Je traverse ensuite une bonne partie de la rive droite de la ville pour rejoindre la nouvelle agence qui, je l’espère, fera aussi bien. La jeune femme qui m’accueille me demande si j’ai rendez-vous. « Non, mais il est convenu avec la personne qui s’occupe de la comptabilité que je passe en début de semaine pour remplir le mandat de prélèvement Sepa. » Elle va voir, revient et me conduit dans un bureau où m’accueille une jolie blonde.
-Vous êtes Madame B ?
-Oui et on se connaît déjà Monsieur Perdrial.
J’ai beau bien la regarder aucune lumière ne s’allume dans mon cerveau.
-Je travaillais à l’Agence Cegimmo. C’est ma collègue qui s’occupait de vous mais quand elle était absente, je prenais le relais.

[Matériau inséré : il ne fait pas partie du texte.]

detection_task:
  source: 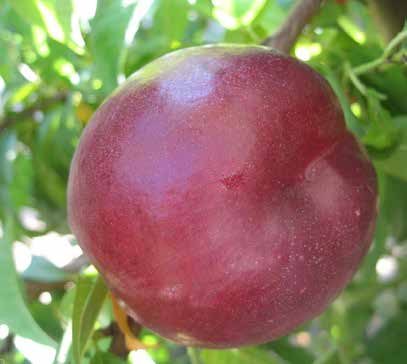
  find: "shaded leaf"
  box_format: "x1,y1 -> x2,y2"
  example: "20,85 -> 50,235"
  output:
22,255 -> 69,283
0,216 -> 55,347
200,348 -> 287,364
72,276 -> 108,364
89,0 -> 134,95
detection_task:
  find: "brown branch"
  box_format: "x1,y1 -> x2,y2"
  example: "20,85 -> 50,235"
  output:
0,92 -> 68,134
263,0 -> 323,53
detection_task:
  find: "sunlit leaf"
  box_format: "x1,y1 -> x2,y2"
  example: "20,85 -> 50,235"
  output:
0,216 -> 55,347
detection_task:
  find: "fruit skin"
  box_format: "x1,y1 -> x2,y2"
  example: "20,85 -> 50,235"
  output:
68,45 -> 377,348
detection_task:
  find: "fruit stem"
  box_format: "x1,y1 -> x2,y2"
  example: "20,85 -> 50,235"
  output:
187,348 -> 202,364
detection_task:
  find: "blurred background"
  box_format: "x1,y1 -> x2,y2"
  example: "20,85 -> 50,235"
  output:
0,0 -> 407,364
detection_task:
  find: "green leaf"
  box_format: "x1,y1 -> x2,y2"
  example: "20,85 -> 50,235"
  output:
366,310 -> 407,364
22,255 -> 69,283
379,175 -> 407,241
154,0 -> 189,43
89,0 -> 134,96
375,116 -> 407,181
317,64 -> 363,137
362,89 -> 400,150
90,351 -> 127,364
72,276 -> 108,364
200,348 -> 287,364
0,216 -> 55,347
9,0 -> 72,43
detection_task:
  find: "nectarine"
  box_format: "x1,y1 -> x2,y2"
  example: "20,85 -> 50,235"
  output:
68,45 -> 377,348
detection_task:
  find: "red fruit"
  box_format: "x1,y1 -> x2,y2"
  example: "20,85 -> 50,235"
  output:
68,45 -> 377,348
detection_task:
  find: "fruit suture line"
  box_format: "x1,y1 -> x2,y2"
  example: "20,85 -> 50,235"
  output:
68,45 -> 377,348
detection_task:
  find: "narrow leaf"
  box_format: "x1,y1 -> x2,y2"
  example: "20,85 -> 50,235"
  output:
0,216 -> 56,347
72,276 -> 108,364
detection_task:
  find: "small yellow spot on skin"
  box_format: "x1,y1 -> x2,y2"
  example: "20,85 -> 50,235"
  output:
110,293 -> 158,351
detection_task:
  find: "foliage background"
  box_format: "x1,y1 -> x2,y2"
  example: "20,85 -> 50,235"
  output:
0,0 -> 407,364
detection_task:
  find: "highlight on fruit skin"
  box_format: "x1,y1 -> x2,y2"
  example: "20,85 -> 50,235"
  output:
68,45 -> 377,348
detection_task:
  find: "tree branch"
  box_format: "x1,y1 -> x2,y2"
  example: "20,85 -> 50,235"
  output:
263,0 -> 323,53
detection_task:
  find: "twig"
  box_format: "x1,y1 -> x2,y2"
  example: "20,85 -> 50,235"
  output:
263,0 -> 323,53
0,92 -> 68,134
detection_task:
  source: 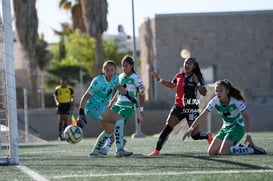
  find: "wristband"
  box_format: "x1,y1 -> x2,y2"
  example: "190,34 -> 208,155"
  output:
159,78 -> 163,83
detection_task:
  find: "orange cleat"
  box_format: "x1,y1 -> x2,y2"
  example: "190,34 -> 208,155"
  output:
148,150 -> 160,156
207,133 -> 213,145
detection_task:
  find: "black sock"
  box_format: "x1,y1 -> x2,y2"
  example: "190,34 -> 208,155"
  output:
156,125 -> 173,151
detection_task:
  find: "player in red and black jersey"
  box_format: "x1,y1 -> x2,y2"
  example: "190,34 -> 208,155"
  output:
149,57 -> 212,156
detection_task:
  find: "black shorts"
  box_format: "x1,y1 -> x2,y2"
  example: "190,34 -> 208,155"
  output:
170,105 -> 199,121
57,102 -> 71,114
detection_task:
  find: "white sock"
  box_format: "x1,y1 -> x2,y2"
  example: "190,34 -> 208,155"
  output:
229,146 -> 254,155
114,119 -> 124,151
103,135 -> 114,153
91,131 -> 112,154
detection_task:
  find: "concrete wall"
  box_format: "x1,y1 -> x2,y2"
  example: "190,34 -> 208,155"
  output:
140,11 -> 273,100
140,10 -> 273,133
18,99 -> 273,140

Au diable mon peu de mémoire visuelle. C’était au temps de l’ancienne équipe, remplacée il y a quatre ou cinq ans par l’actuelle. Elle imprime le formulaire Sepa pour que je le complète à l’aide de mon relevé d’identité bancaire sur un coin du bureau. Je me rends compte que j’ai oublié de prendre mes lunettes, ce qui est fort embêtant quand il s’agit de reporter des chiffres. « Je vais le faire pour vous », me propose-t-elle. Quand elle a terminé, je lui remets mon attestation d'assurance et la remercie bien. Malheureusement, ce n’est pas à elle que j’aurai affaire lorsque des travaux seront nécessaires.

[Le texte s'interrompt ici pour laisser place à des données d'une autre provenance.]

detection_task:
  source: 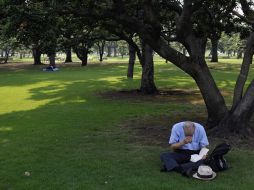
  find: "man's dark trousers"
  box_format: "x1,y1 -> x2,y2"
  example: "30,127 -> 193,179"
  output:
160,149 -> 203,174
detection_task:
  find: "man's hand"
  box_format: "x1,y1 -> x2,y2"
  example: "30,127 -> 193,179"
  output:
183,137 -> 192,144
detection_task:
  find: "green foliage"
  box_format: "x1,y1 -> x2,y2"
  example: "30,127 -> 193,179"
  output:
0,57 -> 254,190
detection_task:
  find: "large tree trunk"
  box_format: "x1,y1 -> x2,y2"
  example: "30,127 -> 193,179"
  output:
64,48 -> 72,63
211,38 -> 219,62
127,45 -> 136,78
140,42 -> 157,94
32,47 -> 42,65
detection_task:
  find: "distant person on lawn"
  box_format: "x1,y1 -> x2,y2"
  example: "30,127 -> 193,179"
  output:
160,121 -> 209,174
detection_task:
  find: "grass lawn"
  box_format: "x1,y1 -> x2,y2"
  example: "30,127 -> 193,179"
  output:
0,59 -> 254,190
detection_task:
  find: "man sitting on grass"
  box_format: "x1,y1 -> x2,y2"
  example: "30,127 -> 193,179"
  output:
160,121 -> 209,174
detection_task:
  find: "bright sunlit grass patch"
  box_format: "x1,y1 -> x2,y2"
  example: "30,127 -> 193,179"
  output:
0,57 -> 254,190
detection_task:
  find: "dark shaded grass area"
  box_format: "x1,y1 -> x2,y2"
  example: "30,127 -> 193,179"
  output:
0,63 -> 254,190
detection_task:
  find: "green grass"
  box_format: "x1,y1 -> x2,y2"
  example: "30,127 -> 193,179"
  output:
0,57 -> 254,190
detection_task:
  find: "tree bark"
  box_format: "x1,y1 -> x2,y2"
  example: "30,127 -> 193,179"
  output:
127,45 -> 136,78
96,40 -> 105,62
211,38 -> 219,62
114,42 -> 117,57
48,53 -> 56,67
64,48 -> 72,63
81,52 -> 88,66
140,42 -> 157,94
232,32 -> 254,109
32,47 -> 42,65
107,44 -> 112,57
237,49 -> 243,59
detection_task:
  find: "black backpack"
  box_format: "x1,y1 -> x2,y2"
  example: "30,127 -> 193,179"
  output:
206,143 -> 231,172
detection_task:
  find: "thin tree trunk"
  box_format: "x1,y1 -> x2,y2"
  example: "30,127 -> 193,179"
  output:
127,45 -> 136,78
140,42 -> 157,94
48,53 -> 56,68
211,38 -> 219,62
32,47 -> 42,65
237,49 -> 243,59
4,49 -> 10,63
107,45 -> 112,57
114,44 -> 117,57
81,52 -> 88,66
232,32 -> 254,109
64,48 -> 72,63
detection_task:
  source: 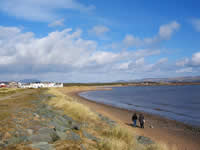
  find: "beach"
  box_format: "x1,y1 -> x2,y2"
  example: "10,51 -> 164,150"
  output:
68,90 -> 200,150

                                                              *
Au Son du Cor ce lundi, à peine midi a-t-il sonné qu’un autre son se fait entendre par la fenêtre ouverte d’un immeuble en face : celui du corps d’une femme qui jouit. « J’ai bien entendu ? » demandais-je à Sylvain, le maître des lieux. « Oui, il y a de la vie ici », me répond-il. Une belle illustration de la contrepèterie chantée par Charles Trenet. Je lis Un sacré gueuleton de Jim Harrison. Il est bien naturel de se demander comment on a fait pour vieillir autant mais ce faisant vous ignorez la réponse qui tombe sous le sens : ça s’est passé derrière votre dos par petites touches incessantes.

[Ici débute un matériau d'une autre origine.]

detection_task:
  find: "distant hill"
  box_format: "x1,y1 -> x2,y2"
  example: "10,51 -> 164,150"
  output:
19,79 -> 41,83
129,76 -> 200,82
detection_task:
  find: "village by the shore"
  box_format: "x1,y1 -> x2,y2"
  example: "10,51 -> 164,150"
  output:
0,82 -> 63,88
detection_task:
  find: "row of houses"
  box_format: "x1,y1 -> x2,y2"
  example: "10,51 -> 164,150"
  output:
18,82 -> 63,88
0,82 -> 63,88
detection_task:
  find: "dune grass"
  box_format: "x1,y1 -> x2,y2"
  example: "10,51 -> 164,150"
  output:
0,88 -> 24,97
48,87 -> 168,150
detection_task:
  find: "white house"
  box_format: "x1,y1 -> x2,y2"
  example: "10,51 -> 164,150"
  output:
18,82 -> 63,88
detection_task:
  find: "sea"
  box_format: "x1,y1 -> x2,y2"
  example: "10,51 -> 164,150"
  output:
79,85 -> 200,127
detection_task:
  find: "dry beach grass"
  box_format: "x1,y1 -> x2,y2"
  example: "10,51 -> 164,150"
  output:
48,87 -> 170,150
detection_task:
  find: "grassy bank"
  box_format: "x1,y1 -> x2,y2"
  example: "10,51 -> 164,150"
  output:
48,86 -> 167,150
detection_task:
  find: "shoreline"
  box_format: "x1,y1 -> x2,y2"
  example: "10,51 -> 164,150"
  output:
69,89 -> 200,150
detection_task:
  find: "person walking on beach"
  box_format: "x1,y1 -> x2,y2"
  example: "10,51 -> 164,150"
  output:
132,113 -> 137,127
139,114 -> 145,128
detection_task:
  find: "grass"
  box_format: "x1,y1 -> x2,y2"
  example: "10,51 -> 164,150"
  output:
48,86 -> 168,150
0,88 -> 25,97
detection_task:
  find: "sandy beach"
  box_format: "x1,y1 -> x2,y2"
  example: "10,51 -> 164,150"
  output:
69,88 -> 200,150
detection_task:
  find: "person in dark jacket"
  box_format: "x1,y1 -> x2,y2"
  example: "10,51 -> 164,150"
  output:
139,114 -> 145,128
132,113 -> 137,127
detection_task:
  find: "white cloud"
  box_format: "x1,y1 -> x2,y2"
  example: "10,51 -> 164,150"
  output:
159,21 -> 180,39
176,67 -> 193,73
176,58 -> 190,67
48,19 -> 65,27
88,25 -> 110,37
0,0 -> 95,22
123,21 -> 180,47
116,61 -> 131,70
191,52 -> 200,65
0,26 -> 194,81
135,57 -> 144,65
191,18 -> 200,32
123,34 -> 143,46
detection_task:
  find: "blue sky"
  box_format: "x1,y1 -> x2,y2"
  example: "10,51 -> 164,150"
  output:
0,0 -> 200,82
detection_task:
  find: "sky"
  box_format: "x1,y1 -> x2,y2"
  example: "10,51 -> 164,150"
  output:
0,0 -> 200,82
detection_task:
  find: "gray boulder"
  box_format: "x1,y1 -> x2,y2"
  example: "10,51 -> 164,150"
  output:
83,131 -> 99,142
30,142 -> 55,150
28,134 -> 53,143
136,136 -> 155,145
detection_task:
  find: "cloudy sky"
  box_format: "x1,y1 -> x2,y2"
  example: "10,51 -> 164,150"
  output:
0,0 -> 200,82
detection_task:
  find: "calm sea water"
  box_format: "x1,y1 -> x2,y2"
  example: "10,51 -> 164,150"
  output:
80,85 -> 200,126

De contrepèterie, il est aussi question, un peu plus tard, dans la conversation de mes deux voisines aux Floralies avec l’éculée « Les canicules s’emballent ». Je suis encore avec Jim Harrison :
En proie à la lassitude vaporeuse de la mi-juillet, j’ai lu ce poème et aussitôt entrepris de préparer une casserole de haricots Anasazi malgré une chaleur inappropriée pour ce plat.
Le vacarme assourdissant des singes hurleurs signifiait qu’ils étaient de toute évidence des écrivains réincarnés.
                                                               *
Quatorze Juillet, après avoir annulé mes billets de train du lendemain pour Paris et retour, je lis au jardin. Presque personne dans la copropriété, le silence serait parfait s’il n’y avait les deux gars, là-haut, qui tapent dans l’échafaudage de la flèche de la Cathédrale. Pour travailler un jour férié, il faut vraiment que l’on soit pressé de faire avancer ce chantier qui dure depuis des années et durera encore des années. Si le jour férié l’était pour cause religieuse, cela n’aurait pas lieu. L’Archevêque s’y opposerait.